Las ciudades irresistibles
a la vista, coronadas por las torres de sus castillos y las agujas de sus
catedrales, las ciudades bendecidas con los murales de los pintores y la memoria
de los escritores, las viejas ciudades que guardaron sus callejones como
tesoros y lograron convertir sus plazas en postales, han terminado por producir
lástima. Venecia, Florencia, Barcelona, Praga y Sevilla, entre otras, sufren
por el apetito desmesurado que generan sus encantos. Lo suyo es una extraña
paradoja entre la necesidad y el desprecio, añoran a sus turistas en los
inviernos, cuando apenas asoman, y los detestan en los veranos, cuando son una
plaga ruidosa. Saben que es imposible tener sus tarjetas de crédito y evitar su
alboroto y su vulgaridad.
Las primeras
advertencias las hicieron los académicos que hablaron de las “ciudades como
parque temático” y advirtieron de los rebuscadores disfrazados de gondoleros, las
franquicias de comida rápida desplazando a las tiendas de barrio, los
vendedores de baratijas ocupando el lugar de los artesanos. El mobiliario sigue
siendo real, la Plaza de San Marcos está ahí, pero Venecia ya no está, se
esconde en los rincones que logran conservar sus 50.000 supervivientes acorralados.

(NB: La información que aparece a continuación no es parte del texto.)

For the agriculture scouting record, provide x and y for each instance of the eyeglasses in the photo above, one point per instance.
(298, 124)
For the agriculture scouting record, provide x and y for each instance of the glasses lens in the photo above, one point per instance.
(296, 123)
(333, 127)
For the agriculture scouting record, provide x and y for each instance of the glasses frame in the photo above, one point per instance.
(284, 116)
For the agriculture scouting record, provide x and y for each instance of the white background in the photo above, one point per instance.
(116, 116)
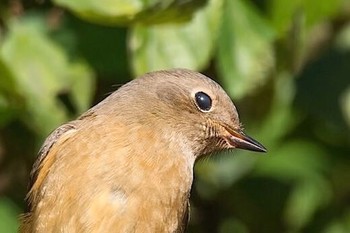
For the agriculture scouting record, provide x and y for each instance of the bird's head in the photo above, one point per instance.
(187, 107)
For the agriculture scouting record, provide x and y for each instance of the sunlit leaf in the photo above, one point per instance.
(186, 45)
(41, 70)
(123, 12)
(283, 13)
(245, 53)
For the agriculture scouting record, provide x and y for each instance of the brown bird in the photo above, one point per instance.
(126, 165)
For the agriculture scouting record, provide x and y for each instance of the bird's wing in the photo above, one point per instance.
(47, 156)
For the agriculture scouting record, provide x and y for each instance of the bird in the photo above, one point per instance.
(126, 164)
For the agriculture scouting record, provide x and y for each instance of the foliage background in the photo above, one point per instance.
(286, 64)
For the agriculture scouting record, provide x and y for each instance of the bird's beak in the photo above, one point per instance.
(239, 140)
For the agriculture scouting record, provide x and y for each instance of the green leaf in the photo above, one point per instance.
(122, 12)
(186, 45)
(306, 199)
(245, 53)
(41, 70)
(283, 13)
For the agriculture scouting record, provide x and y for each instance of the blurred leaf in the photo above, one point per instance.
(294, 160)
(307, 197)
(41, 70)
(345, 105)
(7, 90)
(8, 216)
(245, 53)
(303, 164)
(230, 225)
(283, 13)
(187, 45)
(340, 225)
(123, 12)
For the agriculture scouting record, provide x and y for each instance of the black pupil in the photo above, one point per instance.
(203, 101)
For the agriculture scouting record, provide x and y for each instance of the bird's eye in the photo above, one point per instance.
(203, 101)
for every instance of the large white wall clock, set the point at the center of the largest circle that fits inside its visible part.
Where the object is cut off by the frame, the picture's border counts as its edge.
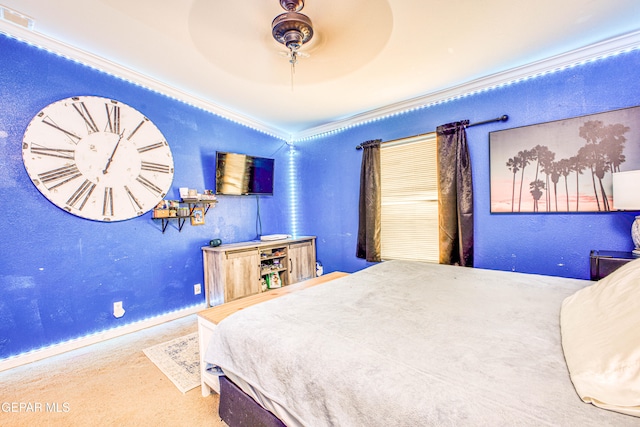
(97, 158)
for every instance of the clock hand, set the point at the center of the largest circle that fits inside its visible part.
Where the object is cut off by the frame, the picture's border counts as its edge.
(106, 168)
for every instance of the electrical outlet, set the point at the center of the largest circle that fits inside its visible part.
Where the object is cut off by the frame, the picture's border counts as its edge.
(118, 311)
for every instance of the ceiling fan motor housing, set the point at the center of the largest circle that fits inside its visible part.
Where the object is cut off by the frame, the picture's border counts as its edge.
(292, 29)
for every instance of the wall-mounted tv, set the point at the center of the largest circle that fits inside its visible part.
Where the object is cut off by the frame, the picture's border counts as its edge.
(239, 174)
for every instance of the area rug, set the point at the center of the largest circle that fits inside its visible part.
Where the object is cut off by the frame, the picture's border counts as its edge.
(179, 360)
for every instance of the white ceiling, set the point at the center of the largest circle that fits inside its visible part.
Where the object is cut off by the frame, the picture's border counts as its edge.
(365, 54)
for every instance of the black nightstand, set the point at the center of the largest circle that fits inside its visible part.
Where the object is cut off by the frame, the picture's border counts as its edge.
(604, 263)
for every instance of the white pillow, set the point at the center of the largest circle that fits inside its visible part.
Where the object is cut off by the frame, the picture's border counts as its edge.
(600, 328)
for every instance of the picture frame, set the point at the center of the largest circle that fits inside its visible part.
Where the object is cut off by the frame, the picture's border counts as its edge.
(563, 166)
(197, 216)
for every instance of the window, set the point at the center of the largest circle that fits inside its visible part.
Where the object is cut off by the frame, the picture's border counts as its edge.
(409, 228)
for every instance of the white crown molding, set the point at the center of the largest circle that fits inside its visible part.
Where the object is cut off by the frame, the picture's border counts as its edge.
(602, 49)
(589, 53)
(74, 54)
(40, 354)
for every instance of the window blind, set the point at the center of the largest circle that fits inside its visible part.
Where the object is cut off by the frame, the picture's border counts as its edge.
(409, 228)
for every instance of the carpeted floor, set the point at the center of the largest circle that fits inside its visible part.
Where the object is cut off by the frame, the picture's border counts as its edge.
(108, 384)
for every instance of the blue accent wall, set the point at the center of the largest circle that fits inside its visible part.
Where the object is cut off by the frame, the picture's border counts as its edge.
(61, 274)
(551, 244)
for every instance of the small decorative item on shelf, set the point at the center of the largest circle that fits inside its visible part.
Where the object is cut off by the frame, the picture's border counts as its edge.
(208, 196)
(173, 208)
(273, 280)
(161, 210)
(189, 195)
(197, 216)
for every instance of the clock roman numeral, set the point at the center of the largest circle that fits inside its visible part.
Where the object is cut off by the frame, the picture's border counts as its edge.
(107, 204)
(59, 176)
(86, 116)
(137, 128)
(81, 195)
(113, 118)
(134, 201)
(152, 147)
(155, 167)
(149, 185)
(73, 137)
(53, 152)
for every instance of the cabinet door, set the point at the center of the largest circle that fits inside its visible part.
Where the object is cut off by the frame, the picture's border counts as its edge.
(302, 261)
(242, 274)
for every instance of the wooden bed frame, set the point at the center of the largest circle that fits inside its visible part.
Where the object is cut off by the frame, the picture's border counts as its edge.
(209, 318)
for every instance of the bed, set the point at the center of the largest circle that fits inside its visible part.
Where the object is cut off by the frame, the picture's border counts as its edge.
(409, 343)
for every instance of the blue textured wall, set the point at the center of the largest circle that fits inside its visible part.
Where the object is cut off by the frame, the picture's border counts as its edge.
(552, 244)
(61, 274)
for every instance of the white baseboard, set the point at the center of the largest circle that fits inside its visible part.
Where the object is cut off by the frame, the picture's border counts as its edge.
(43, 353)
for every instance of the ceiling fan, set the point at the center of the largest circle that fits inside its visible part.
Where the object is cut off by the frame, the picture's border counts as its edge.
(292, 29)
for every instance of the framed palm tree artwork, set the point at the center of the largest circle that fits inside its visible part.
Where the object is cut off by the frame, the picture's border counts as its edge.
(565, 165)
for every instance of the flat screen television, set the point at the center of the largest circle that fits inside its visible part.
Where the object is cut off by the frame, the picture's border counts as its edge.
(239, 174)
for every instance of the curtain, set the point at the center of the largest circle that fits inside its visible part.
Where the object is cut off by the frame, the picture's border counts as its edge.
(455, 195)
(368, 246)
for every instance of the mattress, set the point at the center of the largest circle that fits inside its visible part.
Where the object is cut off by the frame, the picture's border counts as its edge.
(409, 343)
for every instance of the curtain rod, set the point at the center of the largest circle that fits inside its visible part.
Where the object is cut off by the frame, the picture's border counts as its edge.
(502, 118)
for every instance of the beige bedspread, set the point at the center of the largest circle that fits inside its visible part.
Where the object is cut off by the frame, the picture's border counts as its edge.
(411, 344)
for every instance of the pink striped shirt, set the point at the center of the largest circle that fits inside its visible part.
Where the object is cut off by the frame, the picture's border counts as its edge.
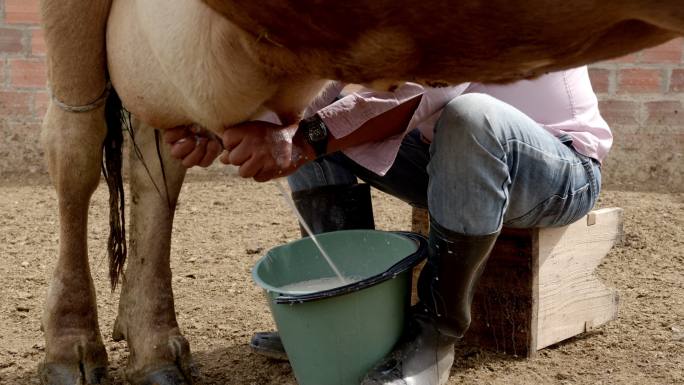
(561, 102)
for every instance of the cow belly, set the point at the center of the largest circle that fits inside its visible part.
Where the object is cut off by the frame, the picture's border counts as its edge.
(177, 63)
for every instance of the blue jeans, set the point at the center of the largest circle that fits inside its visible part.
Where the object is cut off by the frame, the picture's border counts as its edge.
(488, 165)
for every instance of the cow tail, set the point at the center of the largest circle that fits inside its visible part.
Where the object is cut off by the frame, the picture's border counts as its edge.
(112, 163)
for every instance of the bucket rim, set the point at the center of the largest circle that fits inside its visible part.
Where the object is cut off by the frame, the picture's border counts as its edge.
(398, 268)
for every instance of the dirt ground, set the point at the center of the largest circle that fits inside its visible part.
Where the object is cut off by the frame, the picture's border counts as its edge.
(223, 226)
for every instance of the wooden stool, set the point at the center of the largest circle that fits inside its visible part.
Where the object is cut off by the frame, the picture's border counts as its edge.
(539, 285)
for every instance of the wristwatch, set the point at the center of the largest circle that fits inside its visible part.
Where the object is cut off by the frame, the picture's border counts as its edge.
(316, 133)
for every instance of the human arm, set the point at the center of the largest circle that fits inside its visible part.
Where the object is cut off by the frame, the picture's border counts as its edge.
(264, 151)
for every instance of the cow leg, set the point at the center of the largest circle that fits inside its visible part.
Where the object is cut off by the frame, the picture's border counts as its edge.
(159, 354)
(74, 36)
(74, 352)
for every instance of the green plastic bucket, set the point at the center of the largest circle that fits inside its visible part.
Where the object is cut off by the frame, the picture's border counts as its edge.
(334, 336)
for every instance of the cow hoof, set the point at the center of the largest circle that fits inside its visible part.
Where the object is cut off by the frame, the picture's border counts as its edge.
(167, 375)
(64, 374)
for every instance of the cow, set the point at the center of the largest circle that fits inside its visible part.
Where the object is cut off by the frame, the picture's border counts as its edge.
(216, 63)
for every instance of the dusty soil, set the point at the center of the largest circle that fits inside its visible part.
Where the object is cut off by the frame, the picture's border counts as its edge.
(223, 227)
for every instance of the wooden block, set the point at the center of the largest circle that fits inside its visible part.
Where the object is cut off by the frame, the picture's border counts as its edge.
(539, 286)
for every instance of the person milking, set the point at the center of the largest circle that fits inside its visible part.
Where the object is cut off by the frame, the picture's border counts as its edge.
(477, 156)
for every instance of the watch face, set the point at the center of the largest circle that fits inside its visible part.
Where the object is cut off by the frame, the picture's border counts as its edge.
(317, 132)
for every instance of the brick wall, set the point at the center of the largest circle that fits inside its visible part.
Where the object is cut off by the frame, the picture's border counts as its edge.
(641, 97)
(23, 98)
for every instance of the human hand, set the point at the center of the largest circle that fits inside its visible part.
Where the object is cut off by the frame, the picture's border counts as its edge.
(263, 150)
(193, 145)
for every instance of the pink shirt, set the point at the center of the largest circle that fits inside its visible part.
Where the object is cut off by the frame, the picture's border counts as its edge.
(562, 102)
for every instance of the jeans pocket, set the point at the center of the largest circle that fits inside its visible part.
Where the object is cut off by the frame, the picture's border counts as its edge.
(556, 210)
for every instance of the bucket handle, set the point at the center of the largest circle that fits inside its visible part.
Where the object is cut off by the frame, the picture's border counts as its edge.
(406, 263)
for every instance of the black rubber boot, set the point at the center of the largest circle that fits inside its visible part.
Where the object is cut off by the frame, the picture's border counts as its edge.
(445, 289)
(327, 208)
(447, 283)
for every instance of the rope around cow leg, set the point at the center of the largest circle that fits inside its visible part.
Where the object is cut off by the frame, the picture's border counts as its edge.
(84, 108)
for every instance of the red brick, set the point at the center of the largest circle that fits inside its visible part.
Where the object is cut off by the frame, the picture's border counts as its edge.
(639, 80)
(41, 100)
(670, 52)
(22, 12)
(677, 80)
(620, 112)
(28, 73)
(665, 113)
(11, 40)
(15, 105)
(630, 58)
(600, 79)
(37, 42)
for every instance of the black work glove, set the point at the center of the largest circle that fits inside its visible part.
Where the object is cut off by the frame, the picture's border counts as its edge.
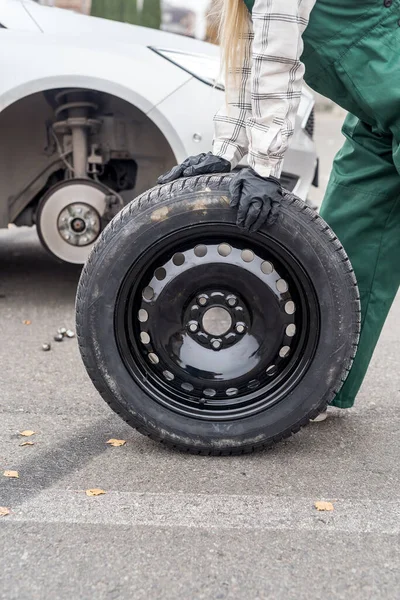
(258, 199)
(202, 164)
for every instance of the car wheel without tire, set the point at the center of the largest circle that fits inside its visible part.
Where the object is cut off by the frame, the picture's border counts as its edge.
(210, 339)
(70, 218)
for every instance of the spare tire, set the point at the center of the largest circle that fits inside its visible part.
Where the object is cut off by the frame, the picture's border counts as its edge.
(208, 338)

En la última década la ciudad vio huir a cerca de 60.000 habitantes que
vendieron sus casas para ser convertidas en colmenas que soportan el revoloteo
de los 80.000 turistas diarios que visitan La Serenísima, un calificativo que es
también un chiste cruel.
Desde hace unos
años la queja pasó de los libros a las asociaciones de vecinos. Ya no se trata
tan solo de que las ciudades se hayan convertido en un museo al aire libre,
donde la utilería turística hace huir a los ciudadanos avergonzados, sino del
enfrentamiento entre visitantes ansiosos y habitantes ofendidos. Los italianos
mercan en pelota en las mañanas de La Barceloneta, los alemanes joden sin pudor
en los puentes durante los atardeceres venecianos, los nórdicos se dan contra
las paredes en los barrios de Praga. Nuevas formas de hospedaje creadas en Internet
evitan los hoteles y los intermediarios, de modo que muchos apartamentos y casas
corrientes atienden a sus comensales. El año pasado Barcelona recibió 7.5
millones de turistas y la meta del alcalde es llegar a los 10 millones en los
próximos años. Los gringos caminan por el Barrio Gótico y preguntan a qué horas
cierran, ya no saben si están en una ciudad, en un parque de diversiones o en
un centro comercial. Ocho de cada diez personas que caminan por La Rambla son
turistas. Los ciudadanos consideran el antiguo paseo emblemático como un corral
indeseable donde los turistas sudan, beben, gritan, gastan y vomitan. Venecia
discute si poner un número máximo de turistas al año o cobrar en la entrada de
la ciudad, instalar torniquetes en las afueras y vender boletas a sus
visitantes. Adentro, en los canales, rompen las olas que producen los grandes
cruceros, y socavan las casas y los palacios: es solo la alarma para que los
rebuscadores se pongan su indumentaria.
Proust fue dos
veces en su vida a Venecia y no fue capaz de volver. Quería guardar el recuerdo
de su viaje de niño y no imponer la realidad sobre ese ideal que había
construido por años. En una carta escrita hace un siglo escribe lo que podría
ser una advertencia a los turistas de hoy. Tal vez sea mejor quedarse con los
libros y los especiales de viajes por televisión: “Venecia es en exceso, para
mí, un cementerio de felicidad para que tenga todavía la fuerza de volver. Lo
deseo muchísimo, pero cuando pienso en ella con la claridad de un proyecto, se
suscita en mí un cúmulo de angustias que se opone a su realización.”